Genotype and Allele Frequencies of PD.1.3A/G single nucleotide polymorphism (SNP)in Patients with ASA-related infertility and Healthy Controls
| Gene | Genotype | Normal %(No) | Infertile % (No) | P value | OR | 95% CI |
|---|---|---|---|---|---|---|
| PD.1.3A/G | AA | 20.2 (17) | 37.7 (23) | 0.00001 | 0.62 | 0.22-078 |
| GA | 38.2 (32) | 32.7 (20) | 0.35 | 1.21 | 0.61-2.11 | |
| GG | 41.6 (35) | 29.6 (18) | 0.042 | 1.74 | 0.1-3.32 | |
| A allele | 39.1 (66) | 55.8 (86) | 0.0012 | 0.74 | 0.32-0.71 | |
| G allele | 61.9 (102) | 44.2(68) |
Discussion
We studied the correlation between PD-1.3 genotypes and risk of ASA-related infertility in an Iranian group of infertile patients, at the level of single nucleotide polymorphisms (SNP) of the genome and consequently assessed their association with prognostic factors. A meaningful association between male ASA-related infertility and PD-1 gene polymorphism has been observed in this study, suggesting a correlation between impaired PD-1-associated immunomodulation to the development of ASAs. To our knowledge this is a novel study that signifies the role of PD-1 in the maintenance of immune-tolerance in this setting.
Previous studies have shown that PD-1 gene polymorphisms are correlated with autoimmune diseases such as ankylosing spondylitis [17], rheumatoid arthritis [10], and systemic lupus erythematous [20]. Moreover PD 1.3 SNP has been reported in different autoimmune settings, including rheumatoid arthritis [14], Type I diabetes [11], Multiple sclerosis [15], Ankylosing spondylitis [16] and Allergy [17].
The cross-reactivity of ASAs with other auto-antibodies, including antithymocyte antibody, antinuclear antibody, antiphospholipid antibody, demonstrated in other studies [19], suggesting a polyclonal B-cell activation, similar to that seen in other autoimmune diseases (e.g. lupus erythematous) might implicate in the development of ASA-related infertility.
The mechanism behind the polyclonal B and T cell over-activation in autoimmune conditions is an ongoing challenge that still remained elusive.
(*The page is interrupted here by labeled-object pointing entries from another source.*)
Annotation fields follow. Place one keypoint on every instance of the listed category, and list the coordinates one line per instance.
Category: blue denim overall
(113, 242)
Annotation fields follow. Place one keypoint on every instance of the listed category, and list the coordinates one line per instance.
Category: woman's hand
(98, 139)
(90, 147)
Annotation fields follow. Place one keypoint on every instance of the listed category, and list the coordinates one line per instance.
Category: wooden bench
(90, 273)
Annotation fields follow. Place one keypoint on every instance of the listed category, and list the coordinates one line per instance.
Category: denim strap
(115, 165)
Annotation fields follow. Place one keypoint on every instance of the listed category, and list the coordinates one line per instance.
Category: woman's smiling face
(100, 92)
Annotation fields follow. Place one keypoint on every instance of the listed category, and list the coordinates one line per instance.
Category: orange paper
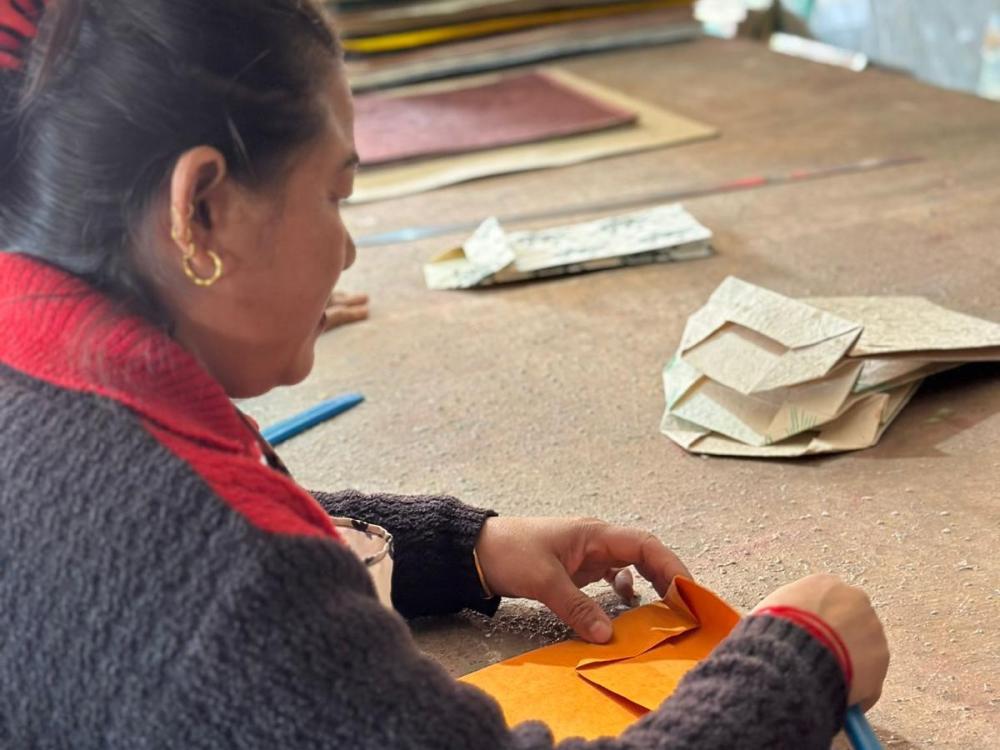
(584, 690)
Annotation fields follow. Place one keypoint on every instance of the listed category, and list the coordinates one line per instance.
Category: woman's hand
(343, 308)
(848, 611)
(549, 559)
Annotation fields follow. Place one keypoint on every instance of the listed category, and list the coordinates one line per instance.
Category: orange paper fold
(585, 690)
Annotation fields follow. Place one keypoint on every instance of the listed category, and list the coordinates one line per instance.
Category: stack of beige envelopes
(760, 374)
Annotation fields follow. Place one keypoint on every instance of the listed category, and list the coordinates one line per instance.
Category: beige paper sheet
(846, 367)
(656, 127)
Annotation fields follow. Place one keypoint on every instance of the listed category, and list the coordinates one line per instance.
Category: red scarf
(18, 26)
(55, 328)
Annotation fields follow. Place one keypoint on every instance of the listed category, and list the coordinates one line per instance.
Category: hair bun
(18, 26)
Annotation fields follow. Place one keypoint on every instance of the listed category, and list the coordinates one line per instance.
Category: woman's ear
(200, 200)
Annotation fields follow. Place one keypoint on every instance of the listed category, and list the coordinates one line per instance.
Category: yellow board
(585, 690)
(438, 34)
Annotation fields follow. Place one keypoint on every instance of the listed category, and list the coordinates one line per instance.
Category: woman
(169, 203)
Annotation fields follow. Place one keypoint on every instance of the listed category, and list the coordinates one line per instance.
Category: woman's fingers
(343, 308)
(652, 559)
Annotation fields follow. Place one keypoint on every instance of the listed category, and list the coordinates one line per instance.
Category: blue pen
(859, 731)
(289, 428)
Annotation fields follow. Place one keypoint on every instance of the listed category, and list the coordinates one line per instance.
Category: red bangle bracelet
(818, 629)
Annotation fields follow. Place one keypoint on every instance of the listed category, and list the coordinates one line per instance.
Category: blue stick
(859, 731)
(289, 428)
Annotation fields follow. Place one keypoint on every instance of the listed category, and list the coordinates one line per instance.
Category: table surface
(545, 398)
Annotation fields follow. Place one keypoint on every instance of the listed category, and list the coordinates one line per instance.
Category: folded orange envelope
(584, 690)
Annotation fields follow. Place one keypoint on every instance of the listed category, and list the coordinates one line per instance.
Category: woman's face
(282, 252)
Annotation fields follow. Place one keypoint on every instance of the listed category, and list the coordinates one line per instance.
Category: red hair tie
(18, 26)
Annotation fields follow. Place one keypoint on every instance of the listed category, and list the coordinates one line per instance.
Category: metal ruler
(414, 233)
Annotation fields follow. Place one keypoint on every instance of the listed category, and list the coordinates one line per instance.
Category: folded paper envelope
(493, 256)
(759, 374)
(585, 690)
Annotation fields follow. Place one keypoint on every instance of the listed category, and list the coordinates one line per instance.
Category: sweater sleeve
(433, 536)
(768, 685)
(296, 652)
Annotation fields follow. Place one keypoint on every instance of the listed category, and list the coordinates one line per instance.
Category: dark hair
(114, 91)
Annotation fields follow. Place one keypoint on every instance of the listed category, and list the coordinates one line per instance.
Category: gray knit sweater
(141, 606)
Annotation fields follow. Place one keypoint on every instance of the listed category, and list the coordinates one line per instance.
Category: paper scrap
(492, 256)
(760, 375)
(585, 690)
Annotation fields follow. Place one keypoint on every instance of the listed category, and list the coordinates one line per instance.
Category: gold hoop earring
(193, 274)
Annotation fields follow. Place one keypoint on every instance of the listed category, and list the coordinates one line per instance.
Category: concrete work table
(545, 398)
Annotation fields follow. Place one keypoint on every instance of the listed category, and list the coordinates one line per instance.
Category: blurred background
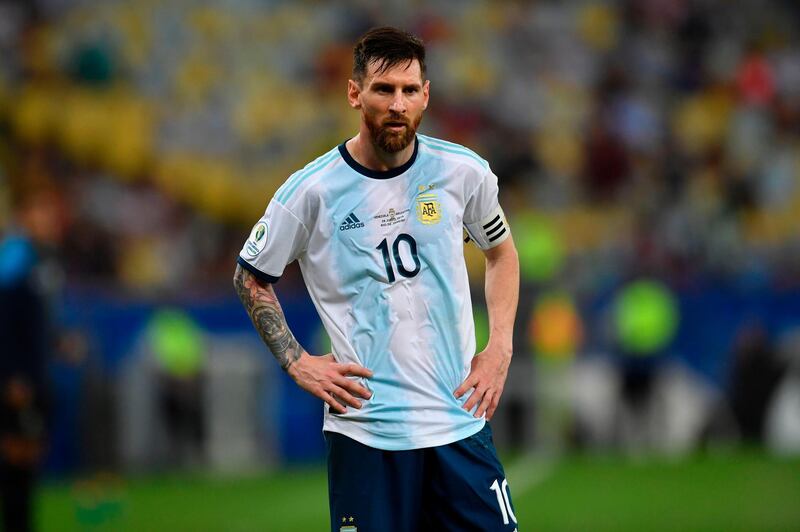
(649, 161)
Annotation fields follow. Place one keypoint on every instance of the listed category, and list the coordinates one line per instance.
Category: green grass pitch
(731, 492)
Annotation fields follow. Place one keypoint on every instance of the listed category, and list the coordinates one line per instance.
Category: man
(28, 338)
(376, 226)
PD-1 is an inducible receptor expressed on different immune cell types, including CD4+ T cells, CD8+ T cells, NKT cells, B cells, and monocytes [20]. PD-1: PD-1 ligand interactions inhibit positive selection during the double negative to CD4+ CD8+ (DP) maturational stage [21]. PD-1 also implicates in negative selection [22], and is crucial for regulation of self-reactive T cells that escape negative selection in the periphery [22]. Studies in mouse models of autoimmune disease have revealed that PD-1: PD-1 ligand interaction not only is important in the inhibition of the primary phase of T cell activation and expansion, but also modulates T cell effector functions upon antigen reencounter [25]. Together, these are indicating the key role of PD-1/PD-1ligand ligand interaction in the maintenance of central and peripheral tolerance.
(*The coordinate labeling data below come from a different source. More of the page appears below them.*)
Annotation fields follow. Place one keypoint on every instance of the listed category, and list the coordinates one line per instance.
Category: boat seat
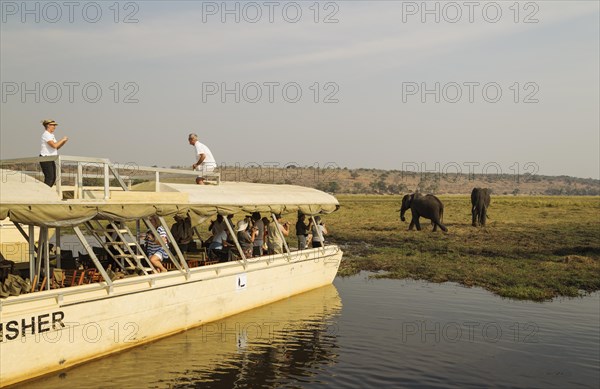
(67, 277)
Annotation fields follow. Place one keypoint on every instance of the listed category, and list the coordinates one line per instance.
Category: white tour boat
(52, 328)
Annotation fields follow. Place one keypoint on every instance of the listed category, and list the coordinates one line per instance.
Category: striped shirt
(153, 245)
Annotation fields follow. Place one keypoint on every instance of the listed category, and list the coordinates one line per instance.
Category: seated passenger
(246, 239)
(182, 232)
(302, 232)
(318, 231)
(156, 253)
(274, 241)
(216, 250)
(259, 225)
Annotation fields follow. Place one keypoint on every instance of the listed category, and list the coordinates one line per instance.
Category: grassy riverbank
(532, 248)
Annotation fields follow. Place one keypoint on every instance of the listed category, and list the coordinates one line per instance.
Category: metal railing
(101, 169)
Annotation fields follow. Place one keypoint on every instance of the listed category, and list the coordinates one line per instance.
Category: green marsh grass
(532, 248)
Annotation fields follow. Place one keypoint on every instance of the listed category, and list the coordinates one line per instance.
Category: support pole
(79, 184)
(237, 243)
(319, 232)
(58, 248)
(106, 182)
(174, 244)
(287, 249)
(31, 240)
(58, 177)
(47, 258)
(97, 263)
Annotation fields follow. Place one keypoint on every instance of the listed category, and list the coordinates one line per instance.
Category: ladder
(122, 240)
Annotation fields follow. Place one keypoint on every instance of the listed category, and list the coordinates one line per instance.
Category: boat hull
(52, 330)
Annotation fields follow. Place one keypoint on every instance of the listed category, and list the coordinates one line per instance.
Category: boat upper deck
(26, 199)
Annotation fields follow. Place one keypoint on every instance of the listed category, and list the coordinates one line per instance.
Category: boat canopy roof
(27, 200)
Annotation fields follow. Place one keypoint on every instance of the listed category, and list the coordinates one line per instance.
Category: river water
(363, 332)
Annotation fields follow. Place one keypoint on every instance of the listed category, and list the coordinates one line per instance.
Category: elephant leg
(417, 224)
(483, 216)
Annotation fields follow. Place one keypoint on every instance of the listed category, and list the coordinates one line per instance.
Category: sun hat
(241, 225)
(47, 122)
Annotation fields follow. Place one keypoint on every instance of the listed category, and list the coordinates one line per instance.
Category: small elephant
(428, 206)
(480, 201)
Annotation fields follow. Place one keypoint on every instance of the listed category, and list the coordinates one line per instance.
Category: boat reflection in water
(279, 344)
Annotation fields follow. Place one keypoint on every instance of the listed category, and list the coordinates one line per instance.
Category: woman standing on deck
(50, 147)
(156, 253)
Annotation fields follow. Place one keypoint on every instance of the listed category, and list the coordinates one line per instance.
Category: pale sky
(369, 74)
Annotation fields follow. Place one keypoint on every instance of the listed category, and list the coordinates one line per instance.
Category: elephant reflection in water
(480, 201)
(428, 206)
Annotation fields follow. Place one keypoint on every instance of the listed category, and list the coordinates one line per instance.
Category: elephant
(428, 206)
(480, 201)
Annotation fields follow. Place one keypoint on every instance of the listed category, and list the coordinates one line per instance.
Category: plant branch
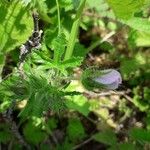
(58, 15)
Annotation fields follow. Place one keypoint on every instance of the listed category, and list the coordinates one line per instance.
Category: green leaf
(107, 137)
(79, 103)
(125, 9)
(75, 130)
(123, 146)
(72, 62)
(79, 50)
(140, 24)
(16, 25)
(58, 45)
(33, 134)
(141, 135)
An increase in the number of αβ and γδ T cell lineage in semen of infertile men with antisperm antibodies [24] suggests that a local autoimmune T cell-mediated immune reaction toward spermatozoids might be responsible for the elimination of these cells in reproductive tract [6], and the up regulation of PD-1 upon activation of T cells could potentially reverse this effect. Recent study by Valentina Dal Secco et al. demonstrated that mouse testis sertoli cells express elevated level of PD-1 ligand in vitro, by IFN γ treatment [25]
To our knowledge, our study is the first investigation of the contribution of PD-1 in male ASA-related infertility in human subjects. This study raises more interest for further investigation to the mechanism of PD-1/PD-1 ligand interaction in the development of ASA-related infertility.
Acknowledgments
We are grateful to the ASA-related patients and the healthy blood donors who provided blood samples for this research.
Footnotes
Capsule Anti-sperm antibodies (ASA) production is a result of an abnormal immune condition and can cause infertility in men. We found a significant correlation between PD-1.3 genotypes and risk of ASA-related infertility. These findings raises interests for further investigation to the mechanism of PD-1/PD-1 ligand interaction in the development of ASA.
Contributor Information
Mohammad Reza Zamani, Email: mr-zamani@razi.tums.ac.ir.
Nima Rezaei, Email: rezaei_nima@tums.ac.ir.
References
- 1.Koide SS, Wang L, Kamada M. Antisperm antibodies associated with infertility: properties and encoding genes of target antigens. Proc Soc Exp Biol Med. 2000;224(3):123–132. doi: 10.1046/j.1525-1373.2000.22410.x. [DOI] [PubMed] [Google Scholar]
- 2.Meaker S. Some aspects of the problem of sterility. Boston Med Surg J. 1922;187:535–539. doi: 10.1056/NEJM192210121871503. [DOI] [Google Scholar]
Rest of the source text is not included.